The effect of tonB deletion on the expression of the genes encoding Shiga toxin, TonB-dependent receptors and fimbriae in the 16001 oedema disease strain of E. coli

Abstract

Oedema disease is caused by Shiga toxin producing Escherichia coli (STEC) and generally affects piglets at one to two weeks after weaning. The stress related to dietary change and loss of lactogenic immunity after weaning are believed to contribute to the onset of the disease. Affected piglets typically have oedematous lesions in multiple organs, including the stomach, colon and eyelids, and also neurological signs, such as ataxia and paralysis. Occasionally, the disease can result in sudden death without any apparent clinical signs. The Shiga toxin and fimbriae are the two key virulence factors and they play an essential role in the pathogenesis of the disease. Multiple attempts have been made to develop active, passive and maternal approaches to immunization. These studies have mainly focussed on attenuating the organism by manipulating these virulence factors at the molecular level. Although the disease is endemic and has a considerable economic impact, there is no commercial vaccine available in Australia. Control measures mainly focus on antibiotic treatment but this has been challenged by the emergence of drug resistance in the strain.

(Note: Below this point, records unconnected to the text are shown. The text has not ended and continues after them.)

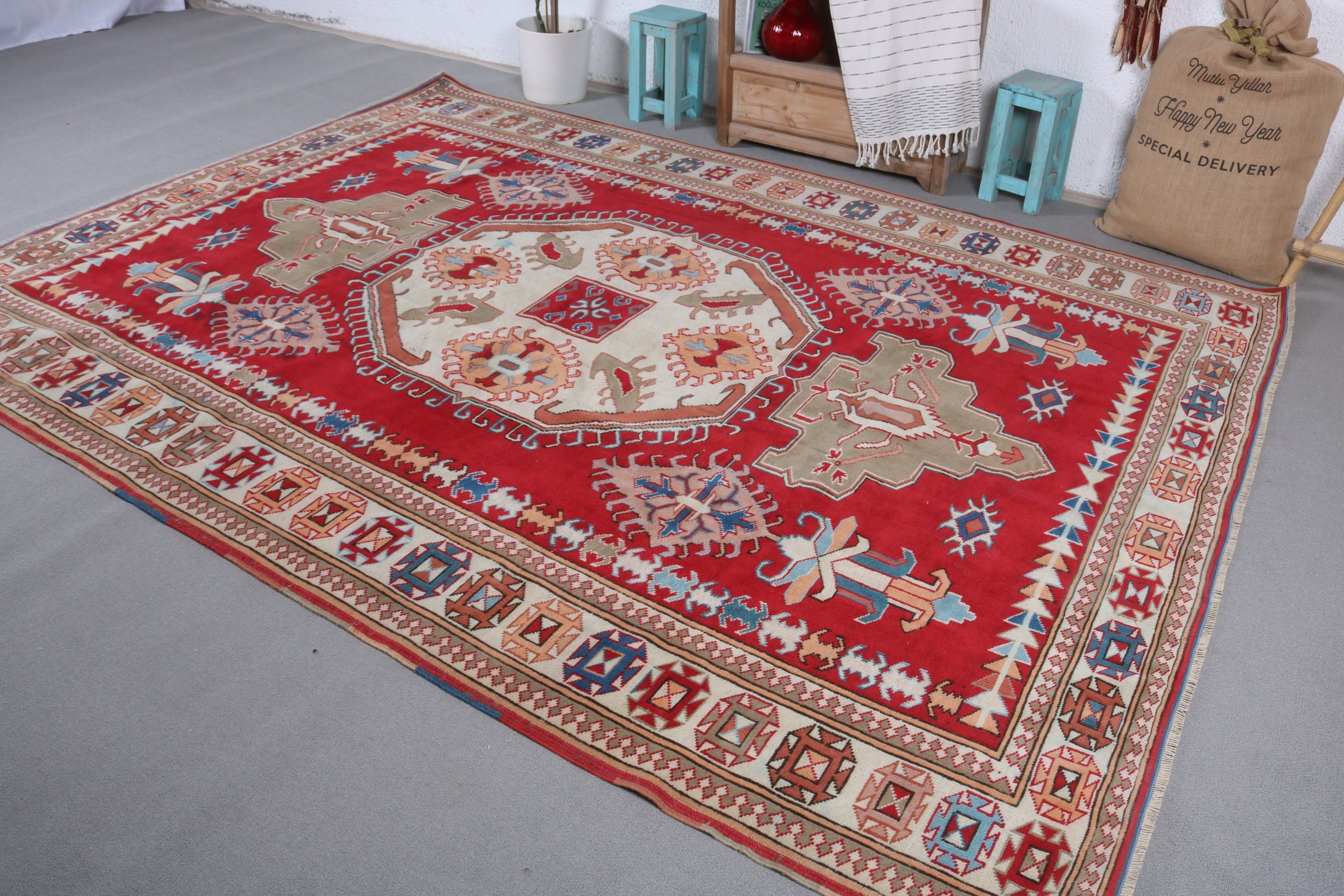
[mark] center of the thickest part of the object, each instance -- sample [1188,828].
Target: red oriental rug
[873,538]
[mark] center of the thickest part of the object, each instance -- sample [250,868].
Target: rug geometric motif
[875,538]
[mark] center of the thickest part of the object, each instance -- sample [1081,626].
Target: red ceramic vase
[792,33]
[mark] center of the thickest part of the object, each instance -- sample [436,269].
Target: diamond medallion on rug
[873,538]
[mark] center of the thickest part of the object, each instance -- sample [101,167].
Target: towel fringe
[871,152]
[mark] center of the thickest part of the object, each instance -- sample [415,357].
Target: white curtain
[28,21]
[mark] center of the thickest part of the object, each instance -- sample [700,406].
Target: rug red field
[873,538]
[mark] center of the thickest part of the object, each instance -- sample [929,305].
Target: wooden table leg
[1304,247]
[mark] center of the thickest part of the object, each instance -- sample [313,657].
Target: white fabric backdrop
[28,21]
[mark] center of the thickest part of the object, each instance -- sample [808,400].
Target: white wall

Iron is one of the most important micronutrients for the growth of bacteria and its availability to pathogens is restricted both inside and outside the host. Pathogenic bacteria respond by elaboration of siderophores in order to transport iron across the outer membrane, and the TonB protein supplies the necessary energy for this transport. The aims of this research project were to develop tonB mutants of an Australian STEC strain (16001) isolated from pigs with oedema disease by deleting the tonB gene using the lambda Red recombination system and to investigate whether the transcription of the virulence factors Shiga toxin 2e (stx2e) and the F18 fimbriae and TonB-dependent transporter genes was influenced by the tonB deletion. The lambda Red recombination system was used to replace the target gene with an antibiotic resistance cassette, and successful mutagenesis was confirmed by molecular and phenotypic characterisation of the mutant. Sequencing studies showed that the tonB gene was replaced with a kanamycin resistance gene. The mutant had a slower growth rate and produced greater concentrations of siderophores on chrome azurol S (CAS) agar. In general, phenotypic characterization of the tonB mutant indicated that it had reduced intracellular iron levels as a result of the tonB deletion. The aim of deleting tonB was to reduce intracellular iron levels, which was anticipated to attenuate the organism and also upregulate the iron regulon to increase the production of protective antigens. During iron shortage, siderophore synthesis and expression of siderophore transporters is increased, thus eliciting an enhanced immune response against these antigens. Upregulation of the genes for some outer membrane receptors, as well as those for the key virulence factors Stx2e and F18 fimbriae, was demonstrated in this study. In conclusion, the deletion mutant generated in this study may be able to be used as the basis for development of a vaccine candidate for control of this important disease of pigs.